July 20, 9:43 PM [GMT -5]

The article says that code is no more than 8 outlets on a 15 amp circuit (unless I'm misreading). My question is what is the logic behind that? If there were, let's say 10 outlets (or any number of outlets), each with one device pulling power, but the total amperage was less than 15, what is the rationale behind the 8 outlet limitation?

July 20, 9:09 PM [GMT -5]

Assuming that the total amperage (including start up amps) is less than the circuit capacity, what is the logic (or risk) of having more than 8 items connected (and drawing power) at the same time?

May 21, 1:24 PM [GMT -5]

Be sure to wrap the wire clock-wise around the screw. Connect the white wire to the silver screw and the black wire to the brass screw. NOTE: Only ONE wire per screw ever!

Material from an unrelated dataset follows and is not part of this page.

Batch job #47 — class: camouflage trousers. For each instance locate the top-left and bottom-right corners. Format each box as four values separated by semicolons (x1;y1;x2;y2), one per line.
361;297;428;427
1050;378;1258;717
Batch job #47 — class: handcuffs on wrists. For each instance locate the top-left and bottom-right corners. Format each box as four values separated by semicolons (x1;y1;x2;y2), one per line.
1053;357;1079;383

November 18, 12:36 PM [GMT -5]

If both rooms are on the same breaker that's a nice way to add an outlet. Couple of words of caution are: 1) Don't overload the circuit. Only a certain number of loads are allowed per breaker. Applicable code and wire gauge dependant so seek the local authority for details. 2) Making orphaned electrical outlets by stealing power from another service can leave you thinking power to the bedroom is all off when the orphaned outlet is still powered from the den. Make sure your electrical panel makes orphan outlets clear. May not even be allowed in some juristrictions.

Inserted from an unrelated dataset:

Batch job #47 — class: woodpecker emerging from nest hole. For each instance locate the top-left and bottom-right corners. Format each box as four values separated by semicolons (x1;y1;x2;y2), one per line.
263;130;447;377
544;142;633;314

April 28, 4:14 AM [GMT -5]

good project

April 28, 4:14 AM [GMT -5]


April 28, 4:14 AM [GMT -5]

very good

April 28, 4:13 AM [GMT -5]


April 28, 4:13 AM [GMT -5]


April 28, 4:13 AM [GMT -5]

good project

February 05, 3:56 PM [GMT -5]

The outlet should have light and dark terminals - white wire to light, black wire to dark, ground (bare) wire to green.

May 26, 6:08 PM [GMT -5]

Not clear as to which screw the black and white wires are to be connected to and what happens if they are not connected to the right screw!!